Tourism bodies have now called for a permanent transtasman visa to be implemented.

In a joint statement released today, New Zealand's Tourism Industry Association and Australia's Tourism and Transport Forum said a single visa would make long-haul flights to both countries more enticing.


The groups have written a joint letter to the Australian Minister for Immigration and Border Protection, calling for a permanent transtasman visa by the end of 2016.

Tourism Industry Association chief executive Chris Roberts said the Cricket World Cup proved a transtasman visa had tremendous potential to bring more visitors to both countries.

"The New Zealand Government's review of the visa arrangements during the Cricket World Cup shows that during the 39 days it was in place, 7239 travellers from 77 nations entered New Zealand using the transtasman visa," Mr Roberts said.

"Approximately 40 per cent of the international visitors who used the arrangement were Chinese -- a non-playing nation in the World Cup -- which just goes to show the potential a permanent and cleverly marketed transtasman visa could have in the Asia-Pacific region.

"It makes sense to invest and market a joint Australia-New Zealand experience to potential international visitors."

Mr Roberts said the approach was already successful in Europe, where a single visa was required to visit 28 countries.

The Australian government needed to complete a review of the temporary visa arrangement and work with New Zealand to put a permanent solution in place by the end of the year, he said.

"The Cricket World Cup has shown it can work, we just need the will of our governments to bring down this travel barrier between our countries permanently."

Tourism and Transport Forum chief executive Margy Osmond said Australia and New Zealand were long-haul destinations, so it made a lot of sense for the two countries to package themselves together for prospective international tourists.

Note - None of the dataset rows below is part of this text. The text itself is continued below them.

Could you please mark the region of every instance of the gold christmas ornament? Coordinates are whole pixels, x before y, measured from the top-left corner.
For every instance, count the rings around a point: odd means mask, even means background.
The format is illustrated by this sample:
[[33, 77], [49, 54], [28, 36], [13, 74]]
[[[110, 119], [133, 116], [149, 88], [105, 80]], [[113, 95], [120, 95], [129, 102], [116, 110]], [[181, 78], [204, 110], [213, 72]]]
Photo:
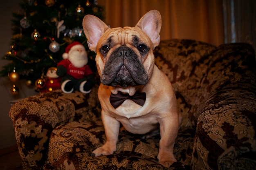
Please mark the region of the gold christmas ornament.
[[30, 79], [28, 79], [26, 81], [26, 85], [29, 87], [32, 85], [32, 81]]
[[13, 72], [11, 72], [9, 75], [9, 79], [12, 82], [16, 82], [19, 80], [20, 76], [19, 74], [16, 73], [15, 71]]
[[91, 6], [91, 2], [89, 2], [89, 0], [87, 0], [87, 1], [86, 1], [86, 3], [85, 3], [85, 5], [86, 5], [87, 6]]
[[45, 0], [45, 2], [48, 7], [51, 7], [54, 6], [55, 3], [55, 1], [54, 0]]
[[36, 29], [35, 29], [34, 32], [31, 34], [31, 37], [35, 40], [37, 40], [38, 38], [40, 37], [40, 34], [39, 32], [36, 31]]
[[84, 9], [80, 4], [78, 5], [78, 7], [76, 9], [76, 11], [78, 13], [83, 13]]
[[11, 89], [11, 93], [14, 95], [17, 95], [19, 94], [19, 89], [14, 84], [13, 84], [12, 88]]
[[45, 86], [45, 79], [42, 77], [36, 81], [36, 86], [39, 88], [43, 88]]

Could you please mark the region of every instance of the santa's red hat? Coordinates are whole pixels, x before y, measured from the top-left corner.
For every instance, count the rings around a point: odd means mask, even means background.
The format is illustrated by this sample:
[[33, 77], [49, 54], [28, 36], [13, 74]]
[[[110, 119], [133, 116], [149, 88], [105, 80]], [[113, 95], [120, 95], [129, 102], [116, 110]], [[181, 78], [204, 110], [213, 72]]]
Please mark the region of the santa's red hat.
[[70, 50], [71, 48], [75, 46], [81, 46], [81, 47], [84, 48], [84, 46], [79, 42], [78, 41], [74, 41], [73, 42], [66, 47], [66, 49], [65, 49], [65, 53], [62, 54], [62, 57], [63, 59], [66, 59], [68, 58], [68, 52]]

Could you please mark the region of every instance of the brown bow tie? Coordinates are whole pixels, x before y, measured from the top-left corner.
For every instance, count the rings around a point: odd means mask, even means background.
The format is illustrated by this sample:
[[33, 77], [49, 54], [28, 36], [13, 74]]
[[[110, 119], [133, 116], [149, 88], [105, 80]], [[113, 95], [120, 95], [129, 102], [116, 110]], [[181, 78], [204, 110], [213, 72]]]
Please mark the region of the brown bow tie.
[[118, 93], [116, 95], [111, 93], [109, 101], [115, 108], [122, 104], [127, 99], [132, 100], [137, 104], [143, 106], [146, 101], [146, 93], [136, 93], [133, 96], [130, 96], [128, 94]]

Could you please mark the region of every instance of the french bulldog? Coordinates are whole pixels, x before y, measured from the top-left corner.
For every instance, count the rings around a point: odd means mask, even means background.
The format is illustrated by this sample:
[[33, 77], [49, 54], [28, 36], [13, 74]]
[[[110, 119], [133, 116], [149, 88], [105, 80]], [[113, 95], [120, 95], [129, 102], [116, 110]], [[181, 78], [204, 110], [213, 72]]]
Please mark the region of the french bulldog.
[[83, 26], [90, 49], [95, 52], [100, 77], [98, 95], [106, 140], [93, 151], [95, 157], [113, 154], [120, 123], [128, 131], [144, 134], [159, 128], [159, 163], [176, 161], [173, 146], [180, 116], [167, 76], [155, 65], [161, 16], [145, 14], [135, 27], [110, 28], [98, 18], [86, 15]]

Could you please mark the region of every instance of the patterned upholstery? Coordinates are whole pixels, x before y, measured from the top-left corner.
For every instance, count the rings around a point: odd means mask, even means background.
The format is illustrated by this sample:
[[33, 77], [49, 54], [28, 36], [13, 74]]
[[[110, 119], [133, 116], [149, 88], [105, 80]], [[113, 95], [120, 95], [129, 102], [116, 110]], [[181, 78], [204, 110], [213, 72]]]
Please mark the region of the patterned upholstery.
[[115, 154], [91, 156], [106, 139], [98, 81], [88, 94], [58, 90], [13, 105], [9, 115], [24, 169], [255, 169], [256, 62], [252, 46], [171, 40], [162, 41], [155, 54], [182, 115], [174, 146], [177, 162], [169, 168], [157, 163], [159, 135], [145, 139], [123, 130]]

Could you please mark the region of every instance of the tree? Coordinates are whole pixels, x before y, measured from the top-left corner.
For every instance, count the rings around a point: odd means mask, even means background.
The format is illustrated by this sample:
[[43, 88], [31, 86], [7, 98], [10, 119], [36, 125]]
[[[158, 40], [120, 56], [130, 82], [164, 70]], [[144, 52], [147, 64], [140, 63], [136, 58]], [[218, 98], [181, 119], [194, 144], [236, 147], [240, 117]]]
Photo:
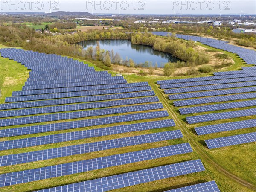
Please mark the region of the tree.
[[111, 59], [108, 53], [107, 53], [105, 55], [103, 59], [103, 63], [107, 67], [110, 67], [111, 66]]
[[134, 67], [134, 62], [132, 59], [129, 59], [129, 66], [130, 67]]
[[49, 30], [50, 28], [48, 25], [46, 25], [46, 26], [44, 26], [44, 29], [45, 30]]

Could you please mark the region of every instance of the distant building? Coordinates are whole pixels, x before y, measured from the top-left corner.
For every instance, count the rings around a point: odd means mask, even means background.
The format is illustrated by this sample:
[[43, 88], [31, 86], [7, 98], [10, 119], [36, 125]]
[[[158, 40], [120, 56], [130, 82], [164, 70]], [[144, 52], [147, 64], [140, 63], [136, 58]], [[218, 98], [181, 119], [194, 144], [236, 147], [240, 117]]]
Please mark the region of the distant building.
[[145, 20], [137, 20], [136, 21], [134, 21], [134, 23], [145, 23]]
[[221, 21], [215, 21], [212, 25], [215, 26], [221, 25], [222, 23]]
[[235, 33], [256, 33], [256, 30], [254, 29], [237, 28], [233, 29]]

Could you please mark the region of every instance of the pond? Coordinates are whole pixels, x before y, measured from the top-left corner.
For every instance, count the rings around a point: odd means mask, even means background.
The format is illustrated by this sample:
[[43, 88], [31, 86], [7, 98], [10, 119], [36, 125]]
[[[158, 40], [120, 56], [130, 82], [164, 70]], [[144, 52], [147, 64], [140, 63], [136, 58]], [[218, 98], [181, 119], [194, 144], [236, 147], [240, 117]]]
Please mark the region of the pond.
[[151, 47], [145, 45], [132, 44], [127, 40], [104, 40], [84, 41], [78, 44], [83, 46], [84, 49], [88, 47], [95, 47], [97, 42], [101, 49], [118, 53], [123, 60], [132, 59], [137, 64], [151, 62], [154, 67], [157, 63], [158, 67], [163, 67], [164, 64], [168, 62], [177, 62], [178, 59], [172, 56], [172, 55], [154, 50]]

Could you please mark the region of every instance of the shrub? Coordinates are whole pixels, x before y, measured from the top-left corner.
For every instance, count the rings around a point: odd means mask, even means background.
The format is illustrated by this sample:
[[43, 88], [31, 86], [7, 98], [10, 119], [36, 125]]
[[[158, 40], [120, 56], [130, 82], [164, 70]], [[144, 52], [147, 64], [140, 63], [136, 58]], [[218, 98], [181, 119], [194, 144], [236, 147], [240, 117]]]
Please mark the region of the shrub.
[[202, 73], [212, 72], [213, 71], [213, 67], [210, 65], [202, 65], [198, 68], [198, 71]]

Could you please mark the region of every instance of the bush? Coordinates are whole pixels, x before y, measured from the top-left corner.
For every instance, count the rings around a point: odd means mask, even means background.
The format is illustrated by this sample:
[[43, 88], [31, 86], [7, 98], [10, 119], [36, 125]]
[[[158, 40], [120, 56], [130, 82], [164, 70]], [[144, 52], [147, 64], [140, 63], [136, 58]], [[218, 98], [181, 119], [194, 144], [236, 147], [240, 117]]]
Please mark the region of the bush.
[[213, 71], [213, 67], [210, 65], [202, 65], [199, 67], [198, 71], [202, 73], [212, 72]]

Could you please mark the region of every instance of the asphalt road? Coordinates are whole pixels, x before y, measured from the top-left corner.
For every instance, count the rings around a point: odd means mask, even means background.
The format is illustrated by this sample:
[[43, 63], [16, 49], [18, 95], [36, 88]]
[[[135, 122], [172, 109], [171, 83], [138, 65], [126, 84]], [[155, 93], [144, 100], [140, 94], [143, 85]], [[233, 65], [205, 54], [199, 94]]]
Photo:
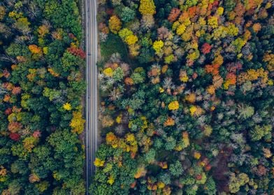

"The reality is that if you are coming halfway around the world to Australia or New Zealand you want to make it worth your while, just as travelling to Europe we visit a multitude of countries on that continent not just one.

"Seamless travel between Australia and New Zealand for our own citizens and international visitors is a goal we should be strongly pursuing to make our two nations a more attractive destination in what is a cut-throat, competitive tourism market."

In 2014, the forum completed a study on the benefits of streamlining the transtasman border. It found a joint visa scheme could increase the number of international visitors to the region by 141,300 by 2020.